The policy excluded cover for inherent defects, unsuitability of the products supplied and liabilities assumed by the insured under contract, unless the liability would have attached in any event

Assumptions for the purposes of the hearing
Unusually, no proceedings had yet been issued by AMC against Galliford or by Galliford against the insured. Causation and liability had, therefore, not been established. The insured did not seek to identify the basis of its potential liability, whether in contract or in tort, nor even to whom it would be liable.

For the purposes of this hearing, however, the court was asked to assume a number of facts: that the insured had negligently used the wrong washers in several suspended ceilings in the complex and it was these washers that had caused the ceiling in cinema 6 to collapse; that AMC's investigations revealed the wrong washers had also been used in four other auditoria; that the ceiling of cinema 6 had to be reconstructed and the suspension systems in the other four reconnected using the correct washers; and that, had these measures not been taken, it was probable that some or all of these other ceilings would have collapsed at some point.

Loss of profits claim
The central issue was whether the insured's potential liability for loss of profits from the closure of all 16 cinemas in the complex was covered by the policy.

At first instance, the judge found that it was not. The policy provided an indemnity against liability in respect of physical damage. The only physical damage was caused to cinema 6. The policy would, therefore, cover the insured's liability in respect of that damage and for loss of profits arising from the closure of cinema 6. But damages that might be awarded by a court for loss of profits for the whole complex were not damages "in respect of" the damage to property. The insurers’ liability under the policy was not intended to be co-extensive with the insured's potential liability to third parties.

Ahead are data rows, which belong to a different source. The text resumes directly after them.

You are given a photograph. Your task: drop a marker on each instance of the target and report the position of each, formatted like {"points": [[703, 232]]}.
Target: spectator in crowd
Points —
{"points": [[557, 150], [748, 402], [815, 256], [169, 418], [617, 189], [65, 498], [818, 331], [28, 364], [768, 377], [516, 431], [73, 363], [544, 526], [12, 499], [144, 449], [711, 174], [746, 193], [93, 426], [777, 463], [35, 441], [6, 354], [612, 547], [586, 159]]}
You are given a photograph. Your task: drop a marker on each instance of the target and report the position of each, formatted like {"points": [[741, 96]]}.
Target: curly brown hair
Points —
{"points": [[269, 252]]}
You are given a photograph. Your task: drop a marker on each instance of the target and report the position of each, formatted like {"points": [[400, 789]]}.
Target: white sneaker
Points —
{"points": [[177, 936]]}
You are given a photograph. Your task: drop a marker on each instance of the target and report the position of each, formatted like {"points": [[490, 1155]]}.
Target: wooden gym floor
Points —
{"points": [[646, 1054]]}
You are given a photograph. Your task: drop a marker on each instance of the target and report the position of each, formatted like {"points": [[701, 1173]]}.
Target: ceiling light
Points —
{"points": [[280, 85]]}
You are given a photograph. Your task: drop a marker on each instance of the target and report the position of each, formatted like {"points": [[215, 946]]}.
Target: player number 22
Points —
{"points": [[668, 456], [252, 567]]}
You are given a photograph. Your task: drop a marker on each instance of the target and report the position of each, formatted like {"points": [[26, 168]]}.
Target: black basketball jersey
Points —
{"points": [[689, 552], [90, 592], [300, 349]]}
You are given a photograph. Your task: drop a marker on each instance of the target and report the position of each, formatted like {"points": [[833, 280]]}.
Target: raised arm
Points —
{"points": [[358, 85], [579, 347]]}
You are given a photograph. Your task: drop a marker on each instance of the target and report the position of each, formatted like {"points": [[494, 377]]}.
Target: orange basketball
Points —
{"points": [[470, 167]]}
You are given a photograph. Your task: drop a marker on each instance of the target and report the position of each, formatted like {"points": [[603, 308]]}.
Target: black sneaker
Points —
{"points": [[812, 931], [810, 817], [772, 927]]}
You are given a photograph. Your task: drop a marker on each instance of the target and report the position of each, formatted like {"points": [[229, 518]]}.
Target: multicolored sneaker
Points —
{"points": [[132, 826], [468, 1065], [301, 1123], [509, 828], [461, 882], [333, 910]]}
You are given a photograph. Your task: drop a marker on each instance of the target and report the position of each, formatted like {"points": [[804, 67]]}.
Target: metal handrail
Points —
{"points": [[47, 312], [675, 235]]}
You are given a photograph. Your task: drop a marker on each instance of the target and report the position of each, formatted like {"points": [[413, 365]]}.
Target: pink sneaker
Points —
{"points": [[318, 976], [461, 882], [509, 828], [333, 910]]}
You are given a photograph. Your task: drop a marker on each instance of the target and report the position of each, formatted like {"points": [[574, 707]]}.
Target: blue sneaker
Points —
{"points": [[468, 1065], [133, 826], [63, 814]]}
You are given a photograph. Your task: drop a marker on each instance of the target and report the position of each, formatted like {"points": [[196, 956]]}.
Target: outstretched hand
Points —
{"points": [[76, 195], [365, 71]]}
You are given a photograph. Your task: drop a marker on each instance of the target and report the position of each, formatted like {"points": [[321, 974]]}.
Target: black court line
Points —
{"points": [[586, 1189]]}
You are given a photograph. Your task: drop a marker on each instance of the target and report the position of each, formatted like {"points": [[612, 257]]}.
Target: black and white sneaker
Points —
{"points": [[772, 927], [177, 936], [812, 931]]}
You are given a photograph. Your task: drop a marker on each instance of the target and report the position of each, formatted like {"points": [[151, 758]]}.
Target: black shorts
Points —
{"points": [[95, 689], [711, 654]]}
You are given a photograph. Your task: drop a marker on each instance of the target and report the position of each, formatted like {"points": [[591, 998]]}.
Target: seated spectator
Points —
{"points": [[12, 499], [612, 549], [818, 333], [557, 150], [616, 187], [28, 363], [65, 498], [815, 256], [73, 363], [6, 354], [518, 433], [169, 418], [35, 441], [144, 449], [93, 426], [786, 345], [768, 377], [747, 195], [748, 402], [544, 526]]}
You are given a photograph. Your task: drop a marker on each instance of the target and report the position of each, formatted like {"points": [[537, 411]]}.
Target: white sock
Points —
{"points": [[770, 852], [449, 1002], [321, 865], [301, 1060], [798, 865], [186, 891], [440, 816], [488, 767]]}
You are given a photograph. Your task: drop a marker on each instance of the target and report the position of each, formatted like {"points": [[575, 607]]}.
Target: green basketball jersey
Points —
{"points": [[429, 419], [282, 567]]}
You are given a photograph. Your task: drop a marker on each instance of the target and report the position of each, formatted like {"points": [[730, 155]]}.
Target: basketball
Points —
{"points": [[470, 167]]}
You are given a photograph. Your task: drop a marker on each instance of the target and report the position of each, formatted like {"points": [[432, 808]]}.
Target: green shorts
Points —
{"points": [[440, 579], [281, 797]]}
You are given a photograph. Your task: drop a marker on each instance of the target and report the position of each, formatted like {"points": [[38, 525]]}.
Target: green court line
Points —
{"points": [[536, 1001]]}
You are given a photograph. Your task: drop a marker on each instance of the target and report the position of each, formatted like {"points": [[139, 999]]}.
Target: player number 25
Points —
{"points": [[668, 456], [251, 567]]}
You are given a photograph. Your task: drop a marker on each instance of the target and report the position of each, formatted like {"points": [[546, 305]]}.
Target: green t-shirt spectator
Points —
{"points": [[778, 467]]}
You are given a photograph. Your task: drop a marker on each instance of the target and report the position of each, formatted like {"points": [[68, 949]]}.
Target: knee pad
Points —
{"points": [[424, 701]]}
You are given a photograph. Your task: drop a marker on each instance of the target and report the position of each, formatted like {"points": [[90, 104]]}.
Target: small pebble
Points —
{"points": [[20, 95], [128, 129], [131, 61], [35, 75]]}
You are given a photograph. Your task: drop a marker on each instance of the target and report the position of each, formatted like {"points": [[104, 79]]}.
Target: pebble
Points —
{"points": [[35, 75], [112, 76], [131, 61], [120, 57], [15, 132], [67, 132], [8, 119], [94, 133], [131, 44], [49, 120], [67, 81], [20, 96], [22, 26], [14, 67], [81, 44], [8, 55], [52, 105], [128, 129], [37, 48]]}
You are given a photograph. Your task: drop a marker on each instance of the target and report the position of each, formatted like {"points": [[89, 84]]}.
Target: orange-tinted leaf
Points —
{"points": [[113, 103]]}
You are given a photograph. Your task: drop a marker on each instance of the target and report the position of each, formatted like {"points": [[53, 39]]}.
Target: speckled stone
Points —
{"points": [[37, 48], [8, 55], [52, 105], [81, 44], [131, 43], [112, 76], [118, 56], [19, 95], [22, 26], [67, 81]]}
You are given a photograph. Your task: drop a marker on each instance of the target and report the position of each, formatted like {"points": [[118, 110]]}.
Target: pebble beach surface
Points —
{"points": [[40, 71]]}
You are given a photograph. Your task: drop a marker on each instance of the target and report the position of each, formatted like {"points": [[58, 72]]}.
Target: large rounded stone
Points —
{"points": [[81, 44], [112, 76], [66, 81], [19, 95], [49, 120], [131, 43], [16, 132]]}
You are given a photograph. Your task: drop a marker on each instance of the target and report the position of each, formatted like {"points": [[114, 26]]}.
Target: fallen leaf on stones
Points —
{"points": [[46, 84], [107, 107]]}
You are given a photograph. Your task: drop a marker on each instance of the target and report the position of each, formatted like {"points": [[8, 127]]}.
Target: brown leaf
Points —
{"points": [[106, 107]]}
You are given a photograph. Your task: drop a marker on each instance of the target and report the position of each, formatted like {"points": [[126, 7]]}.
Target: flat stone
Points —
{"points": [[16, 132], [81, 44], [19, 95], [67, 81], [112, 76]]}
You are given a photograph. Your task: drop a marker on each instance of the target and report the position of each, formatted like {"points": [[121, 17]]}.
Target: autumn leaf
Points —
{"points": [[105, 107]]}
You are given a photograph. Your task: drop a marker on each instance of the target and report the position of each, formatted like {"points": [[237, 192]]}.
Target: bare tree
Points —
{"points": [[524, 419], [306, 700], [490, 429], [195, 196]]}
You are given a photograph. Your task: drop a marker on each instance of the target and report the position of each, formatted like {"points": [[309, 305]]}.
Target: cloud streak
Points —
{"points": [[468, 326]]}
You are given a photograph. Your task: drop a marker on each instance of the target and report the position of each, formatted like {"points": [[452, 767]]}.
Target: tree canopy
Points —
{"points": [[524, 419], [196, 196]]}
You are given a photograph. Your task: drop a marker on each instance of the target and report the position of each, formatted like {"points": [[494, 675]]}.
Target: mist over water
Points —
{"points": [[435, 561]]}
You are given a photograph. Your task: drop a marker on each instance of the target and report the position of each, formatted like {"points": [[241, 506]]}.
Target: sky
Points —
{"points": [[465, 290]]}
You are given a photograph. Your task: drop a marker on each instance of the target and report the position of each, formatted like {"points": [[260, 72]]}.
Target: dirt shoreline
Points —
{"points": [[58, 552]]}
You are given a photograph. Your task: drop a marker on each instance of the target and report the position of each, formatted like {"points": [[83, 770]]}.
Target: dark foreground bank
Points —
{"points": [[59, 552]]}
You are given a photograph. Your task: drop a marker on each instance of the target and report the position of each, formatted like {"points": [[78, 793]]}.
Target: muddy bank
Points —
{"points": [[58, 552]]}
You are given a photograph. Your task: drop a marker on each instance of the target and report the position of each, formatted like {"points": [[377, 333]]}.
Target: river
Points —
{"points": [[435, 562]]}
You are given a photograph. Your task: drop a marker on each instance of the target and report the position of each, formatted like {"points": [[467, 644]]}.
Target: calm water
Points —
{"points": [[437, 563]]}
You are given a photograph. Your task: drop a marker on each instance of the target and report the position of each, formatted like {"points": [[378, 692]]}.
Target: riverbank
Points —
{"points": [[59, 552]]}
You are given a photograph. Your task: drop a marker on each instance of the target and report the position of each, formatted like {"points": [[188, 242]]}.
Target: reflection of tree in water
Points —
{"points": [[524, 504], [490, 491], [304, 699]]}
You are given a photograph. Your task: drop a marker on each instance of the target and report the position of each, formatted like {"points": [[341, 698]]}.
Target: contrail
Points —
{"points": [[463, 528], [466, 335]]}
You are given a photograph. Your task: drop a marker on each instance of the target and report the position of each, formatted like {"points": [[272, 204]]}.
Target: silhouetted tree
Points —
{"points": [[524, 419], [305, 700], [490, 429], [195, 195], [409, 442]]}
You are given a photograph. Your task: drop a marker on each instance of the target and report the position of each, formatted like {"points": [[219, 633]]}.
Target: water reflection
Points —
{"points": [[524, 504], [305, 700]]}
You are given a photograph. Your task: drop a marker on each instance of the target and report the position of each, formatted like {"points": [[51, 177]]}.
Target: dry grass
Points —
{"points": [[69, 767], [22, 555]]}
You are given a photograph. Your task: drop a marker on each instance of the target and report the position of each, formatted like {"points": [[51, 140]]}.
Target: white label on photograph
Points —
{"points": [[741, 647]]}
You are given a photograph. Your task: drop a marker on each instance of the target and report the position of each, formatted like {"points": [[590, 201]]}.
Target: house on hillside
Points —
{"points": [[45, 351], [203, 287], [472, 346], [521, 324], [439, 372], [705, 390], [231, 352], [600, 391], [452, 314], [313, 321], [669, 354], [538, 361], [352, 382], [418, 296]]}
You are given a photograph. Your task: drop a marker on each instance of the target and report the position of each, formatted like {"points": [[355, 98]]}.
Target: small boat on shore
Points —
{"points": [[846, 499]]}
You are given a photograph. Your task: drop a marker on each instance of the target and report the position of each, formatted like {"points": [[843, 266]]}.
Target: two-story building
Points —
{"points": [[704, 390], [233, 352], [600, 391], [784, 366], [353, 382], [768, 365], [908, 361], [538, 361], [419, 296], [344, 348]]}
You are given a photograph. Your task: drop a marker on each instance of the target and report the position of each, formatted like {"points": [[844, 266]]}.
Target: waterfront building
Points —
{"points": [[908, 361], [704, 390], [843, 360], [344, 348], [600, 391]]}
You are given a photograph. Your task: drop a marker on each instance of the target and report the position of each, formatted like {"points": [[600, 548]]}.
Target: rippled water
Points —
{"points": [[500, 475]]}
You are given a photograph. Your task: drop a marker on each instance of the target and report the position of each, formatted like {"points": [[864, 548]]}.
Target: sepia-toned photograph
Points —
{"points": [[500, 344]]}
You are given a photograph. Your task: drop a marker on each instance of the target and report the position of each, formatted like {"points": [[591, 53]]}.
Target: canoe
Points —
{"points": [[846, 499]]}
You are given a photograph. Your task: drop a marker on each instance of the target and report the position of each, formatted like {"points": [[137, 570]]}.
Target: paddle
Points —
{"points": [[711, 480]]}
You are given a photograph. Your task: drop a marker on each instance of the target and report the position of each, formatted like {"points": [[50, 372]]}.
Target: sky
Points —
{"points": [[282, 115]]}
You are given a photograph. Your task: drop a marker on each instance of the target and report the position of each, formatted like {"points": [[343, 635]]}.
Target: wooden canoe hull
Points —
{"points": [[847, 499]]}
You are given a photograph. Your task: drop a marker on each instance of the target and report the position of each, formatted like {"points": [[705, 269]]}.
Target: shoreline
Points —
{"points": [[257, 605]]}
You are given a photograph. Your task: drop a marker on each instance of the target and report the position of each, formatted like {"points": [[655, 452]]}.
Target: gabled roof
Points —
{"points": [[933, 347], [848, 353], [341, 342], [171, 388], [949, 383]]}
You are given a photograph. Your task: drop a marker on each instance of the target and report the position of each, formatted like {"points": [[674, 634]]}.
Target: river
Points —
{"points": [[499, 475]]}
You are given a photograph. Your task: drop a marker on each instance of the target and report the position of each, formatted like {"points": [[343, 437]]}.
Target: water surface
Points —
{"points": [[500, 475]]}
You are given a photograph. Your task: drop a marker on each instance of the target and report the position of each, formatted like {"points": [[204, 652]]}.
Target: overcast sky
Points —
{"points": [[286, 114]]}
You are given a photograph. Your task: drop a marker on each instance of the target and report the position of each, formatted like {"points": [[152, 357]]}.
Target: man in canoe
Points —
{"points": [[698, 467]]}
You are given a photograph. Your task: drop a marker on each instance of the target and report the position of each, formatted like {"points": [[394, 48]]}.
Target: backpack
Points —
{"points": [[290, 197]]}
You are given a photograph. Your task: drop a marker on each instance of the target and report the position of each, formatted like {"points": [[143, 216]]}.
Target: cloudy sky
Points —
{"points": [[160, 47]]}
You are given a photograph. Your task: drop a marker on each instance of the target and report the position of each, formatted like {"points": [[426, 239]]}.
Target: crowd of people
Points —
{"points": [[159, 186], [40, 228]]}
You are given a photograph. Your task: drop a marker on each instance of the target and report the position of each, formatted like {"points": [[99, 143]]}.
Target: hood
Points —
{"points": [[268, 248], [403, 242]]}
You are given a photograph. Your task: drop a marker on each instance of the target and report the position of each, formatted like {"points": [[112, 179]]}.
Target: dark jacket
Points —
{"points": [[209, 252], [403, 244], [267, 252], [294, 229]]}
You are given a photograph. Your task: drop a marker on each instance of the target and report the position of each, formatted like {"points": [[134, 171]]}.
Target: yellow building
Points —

The insured appealed, arguing that "in respect of …damage to Property…caused by any products" imposed no limitation on the extent of the cover, but merely identified the causal event giving rise to the insured's liability.

The Court of Appeal disagreed. A number of recent product liability insurance cases have determined that the words "in respect of" limit the extent of the cover to liability relating to physical damage to property (AS Screenprint Limited v British Reserve Insurance Co Limited [1999] Lloyd's Reports IR 430, Rexodan International Limited v Commercial Union [1999] Lloyd's Rep. 495).

In Rexodan, 80 tons of soap powder manufactured by the insured and sold to Newbright were defective. Once packaged, the powder’s liquid constituents stained the cardboard carton and attracted moisture from outside, which, in turn, caused the powder to cake. The policy covered liability "in respect of any occurrence", which was defined as "loss of or physical damage to property not belonging to the insured…". The Court of Appeal held that "in respect of" limited the cover to the physical consequences of the occurrence. The insured could not recover under the policy in respect of their liability for Newbright's future loss of profits.

In Horbury's case, the reason for the closure of the rest of the complex was AMC's concern that there might be similar defects in the ceilings of the other cinemas, not actual physical damage caused to those other cinemas. The complex was closed, not because of the damage but because of a need for inspection and, in some cases, remedial work. The damage in cinema 6 was no more than the factor that brought that need to light.

Consequently, although the policy would respond to a claim in respect of damage to and closure of cinema 6, insurers would not be liable for the wider loss of profits claim.

In another recent product liability case, Pilkington United Kingdom Ltd v CGU Insurance plc [2004] EWCA Civ 23, the Court of Appeal held that liability for the cost of closing the Eurostar terminal for safety checks could not be recovered under the insured's product liability policy because no physical damage had actually been caused to the terminal. The policy did not cover inherent defects in the glass panels supplied.